I'd like to compare each value x
of an array with a rolling window of the n previous values. More precisely I'd like to see at which percentile this new value x
would be, if we added it to the previous window:
import numpy as np
A = np.array([1, 4, 9, 28, 28.5, 2, 283, 3.2, 7, 15])
print A
n = 4 # window width
for i in range(len(A)-n):
W = A[i:i+n]
x = A[i+n]
q = sum(W <= x) * 1.0 / n
print 'Value:', x, ' Window before this value:', W, ' Quantile:', q
[ 1. 4. 9. 28. 28.5 2. 283. 3.2 7. 15. ]
Value: 28.5 Window before this value: [ 1. 4. 9. 28.] Quantile: 1.0
Value: 2.0 Window before this value: [ 4. 9. 28. 28.5] Quantile: 0.0
Value: 283.0 Window before this value: [ 9. 28. 28.5 2. ] Quantile: 1.0
Value: 3.2 Window before this value: [ 28. 28.5 2. 283. ] Quantile: 0.25
Value: 7.0 Window before this value: [ 28.5 2. 283. 3.2] Quantile: 0.5
Value: 15.0 Window before this value: [ 2. 283. 3.2 7. ] Quantile: 0.75
Question: What is the name of this computation? Is there a clever numpy way to compute this more efficiently on arrays of millions of items (with n that can be ~5000)?

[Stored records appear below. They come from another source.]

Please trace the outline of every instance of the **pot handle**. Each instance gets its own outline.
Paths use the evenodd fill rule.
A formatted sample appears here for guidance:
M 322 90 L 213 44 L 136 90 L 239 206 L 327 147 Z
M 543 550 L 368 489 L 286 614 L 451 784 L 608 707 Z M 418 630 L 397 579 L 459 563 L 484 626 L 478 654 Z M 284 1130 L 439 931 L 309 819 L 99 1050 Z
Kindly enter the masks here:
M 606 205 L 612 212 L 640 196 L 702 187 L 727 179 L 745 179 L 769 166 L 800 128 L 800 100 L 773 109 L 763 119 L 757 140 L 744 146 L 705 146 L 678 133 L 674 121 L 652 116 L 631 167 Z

Note: here is a simulation for 1M items and n=5000 but it would take ~ 2 hours:
import numpy as np
A = np.random.random(1000*1000) # the following is not very interesting with a [0,1]
n = 5000 # uniform random variable, but anyway...
Q = np.zeros(len(A)-n)
for i in range(len(Q)):
Q[i] = sum(A[i:i+n] <= A[i+n]) * 1.0 / n
if i % 100 == 0:
print "%.2f %% already done. " % (i * 100.0 / len(A))
print Q
Note: this is not similar to How to compute moving (or rolling, if you will) percentile/quantile for a 1d array in numpy?